Un altro temuto brigante fu Luigi Cerino, di Montecorvino Rovella. La sua banda si muoveva tra Montecorvino, Montella e Vallo della Lucania. Nel 1864 sequestrò, nel bosco di San Benedetto, a Faiano, il sacerdote Giuseppe Olivieri, un famoso letterato nella Salerno di allora, che tornava in carrozza da Napoli diretto a Pugliano, insieme al suo amico medico, Luigi Calabritto. Furono liberati, dopo più di un mese trascorso fra i monti; ma intanto al medico era stato tagliato l’orecchio
destro. Da tale avventura l’Olivieri scrisse un libro:“Ricordi briganteschi”. Nel 1865 la banda Cerino partecipò con quella di Manzo al rapimento di Moens e di Murray-Anysley. Nel 1866 uccise il sindaco di Montecorvino Rovella insieme ad altre due persone. Nel 1867 il Cerino fu ucciso dai militari in un conflitto sul monte Vulture, in Basilicata; era stato tradito da un altro brigante, precedentemente arrestato, appartenente alla banda Crocco, famosissimo capobrigante lucano.
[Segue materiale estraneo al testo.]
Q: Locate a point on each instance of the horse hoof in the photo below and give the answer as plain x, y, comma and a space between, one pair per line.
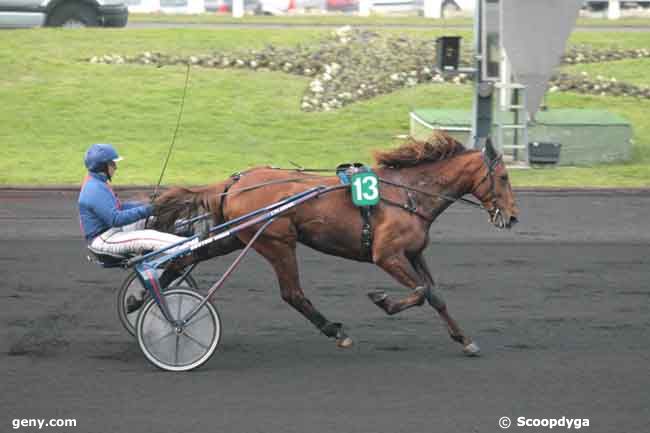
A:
472, 349
377, 296
344, 343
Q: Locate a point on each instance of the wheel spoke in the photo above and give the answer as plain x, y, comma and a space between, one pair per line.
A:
196, 320
193, 339
176, 351
180, 303
159, 339
155, 314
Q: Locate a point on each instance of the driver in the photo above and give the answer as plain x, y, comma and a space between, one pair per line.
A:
110, 226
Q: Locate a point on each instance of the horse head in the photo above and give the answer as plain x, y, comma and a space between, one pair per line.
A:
492, 187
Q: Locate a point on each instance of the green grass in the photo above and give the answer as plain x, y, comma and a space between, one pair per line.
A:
634, 71
335, 19
54, 105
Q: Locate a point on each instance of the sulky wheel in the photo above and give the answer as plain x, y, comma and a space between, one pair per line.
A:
178, 348
132, 289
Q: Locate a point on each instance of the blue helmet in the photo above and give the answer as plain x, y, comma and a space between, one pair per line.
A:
98, 155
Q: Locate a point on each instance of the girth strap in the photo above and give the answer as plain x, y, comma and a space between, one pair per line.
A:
366, 233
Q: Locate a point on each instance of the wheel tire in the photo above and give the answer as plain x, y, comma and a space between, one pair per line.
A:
131, 282
150, 327
73, 15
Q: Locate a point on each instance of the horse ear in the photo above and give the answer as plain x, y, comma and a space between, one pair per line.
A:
490, 151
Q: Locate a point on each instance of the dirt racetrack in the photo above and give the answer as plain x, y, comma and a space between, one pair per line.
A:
560, 306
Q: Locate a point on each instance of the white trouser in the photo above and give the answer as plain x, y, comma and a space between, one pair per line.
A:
134, 239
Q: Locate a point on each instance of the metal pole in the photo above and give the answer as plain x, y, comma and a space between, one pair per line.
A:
482, 119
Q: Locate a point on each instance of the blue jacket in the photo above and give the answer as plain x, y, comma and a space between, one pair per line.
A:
100, 209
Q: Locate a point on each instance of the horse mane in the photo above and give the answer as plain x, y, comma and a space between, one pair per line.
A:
436, 147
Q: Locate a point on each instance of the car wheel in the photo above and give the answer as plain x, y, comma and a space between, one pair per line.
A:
73, 15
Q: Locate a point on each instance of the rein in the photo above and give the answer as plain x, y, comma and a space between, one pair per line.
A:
395, 184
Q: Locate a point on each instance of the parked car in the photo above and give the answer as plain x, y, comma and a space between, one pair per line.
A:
69, 13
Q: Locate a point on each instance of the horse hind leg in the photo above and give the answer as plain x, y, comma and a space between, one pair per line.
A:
399, 268
435, 300
283, 259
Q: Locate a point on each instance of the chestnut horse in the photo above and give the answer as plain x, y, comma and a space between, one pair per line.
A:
419, 180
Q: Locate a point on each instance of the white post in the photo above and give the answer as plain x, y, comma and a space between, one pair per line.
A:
195, 6
614, 10
237, 8
433, 9
364, 8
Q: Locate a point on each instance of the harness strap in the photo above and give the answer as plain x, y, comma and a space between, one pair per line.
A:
366, 233
409, 208
235, 178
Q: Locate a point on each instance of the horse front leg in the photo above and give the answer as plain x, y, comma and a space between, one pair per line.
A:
399, 267
283, 259
435, 300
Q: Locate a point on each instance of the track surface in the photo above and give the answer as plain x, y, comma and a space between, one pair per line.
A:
559, 305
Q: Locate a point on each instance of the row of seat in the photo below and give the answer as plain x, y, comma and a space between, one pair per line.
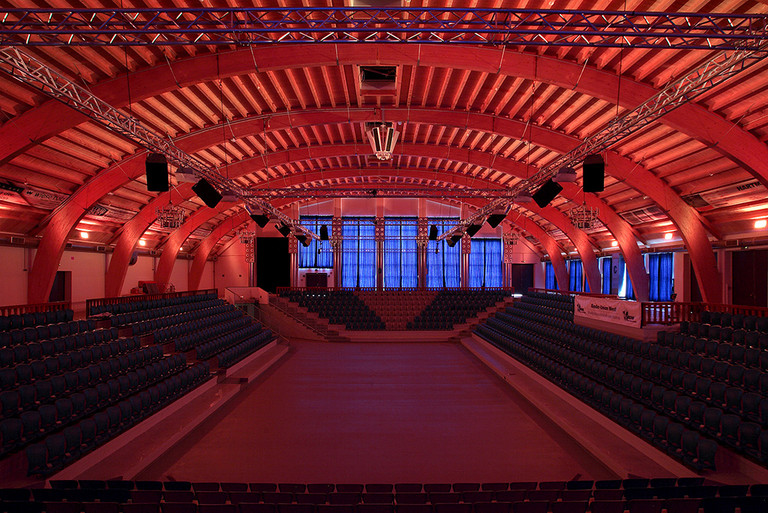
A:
234, 354
28, 396
60, 449
535, 352
48, 418
738, 321
137, 320
139, 304
64, 361
200, 336
32, 319
718, 413
736, 336
730, 505
172, 327
228, 339
45, 332
749, 357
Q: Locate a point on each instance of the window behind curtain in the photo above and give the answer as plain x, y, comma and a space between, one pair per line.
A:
400, 252
358, 252
660, 271
575, 273
550, 282
443, 266
605, 264
309, 256
485, 266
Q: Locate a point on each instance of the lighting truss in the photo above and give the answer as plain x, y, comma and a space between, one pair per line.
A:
170, 216
710, 74
377, 190
38, 75
246, 26
583, 217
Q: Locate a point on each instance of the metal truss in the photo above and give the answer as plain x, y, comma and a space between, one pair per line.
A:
38, 75
377, 190
713, 72
246, 26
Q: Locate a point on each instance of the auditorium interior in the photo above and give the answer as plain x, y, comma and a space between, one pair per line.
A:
384, 256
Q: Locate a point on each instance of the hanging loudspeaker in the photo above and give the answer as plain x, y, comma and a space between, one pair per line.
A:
547, 193
260, 219
207, 193
473, 229
284, 229
496, 218
594, 173
157, 172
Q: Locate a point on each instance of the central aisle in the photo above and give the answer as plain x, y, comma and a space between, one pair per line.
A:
378, 413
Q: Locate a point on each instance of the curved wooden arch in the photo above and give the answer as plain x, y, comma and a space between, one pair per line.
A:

Con la disfatta delle terribili bande già descritte, il primato passò ad Andrea Ferrigno, di Acerno. Aveva iniziato con la banda di Cerino, poi ne creò una propria. Spadroneggiava in una vasta area dei Picentini, tra Acerno, Montecorvino e Solofra. Nel 1866 attaccò la ferriera di Acerno, uccidendo due operai; in seguito, presso Montecorvino, assalì la corriera postale facendo altre vittime. Nel 1869 la sua ultima impresa fu il ricatto di un ricco possidente, che abitava tra Castiglione del Genovesi e San Cipriano Picentino, ma gli andò male: la Guardia Nazionale di Castiglione lo aggredì insieme ai suoi; Ferrigno ed altri tre briganti furono uccisi, altri quattro vennero arrestati. Intorno al 1870 il Brigantaggio fu definitivamente sconfitto. Lo Stato italiano aveva messo in campo una poderosa macchina militare: l’esercito (Fanteria, Bersaglieri, Cavalleria ed Artiglieria), i Carabinieri e la Guardia Nazionale (corpo militare volontario di elementi locali, istituito nel 1861 per affiancare l’esercito nella lotta al Brigantaggio). Aveva posto ricche taglie e si era servito di spie, delatori e traditori. Nel 1863, varò la drastica Legge Pica “per la repressione del brigantaggio e dei camorristi nelle Province infette”, che prevedeva perfino la fucilazione sul posto dei sospetti. In quella vera guerra, lo Stato si comportò col Sud come contro una colonia in rivolta. Tra il 1860 ed il
1870 i caduti tra i militari furono più di quelli delle due Guerre d’Indipendenza. Il numero effettivo dei morti tra briganti e popolazione civile non è stato mai definito; si calcola, grosso modo, intorno agli ottomila. Dopo avere eliminato il Brigantaggio, lo Stato italiano purtroppo non riuscì ad eliminarne le cause.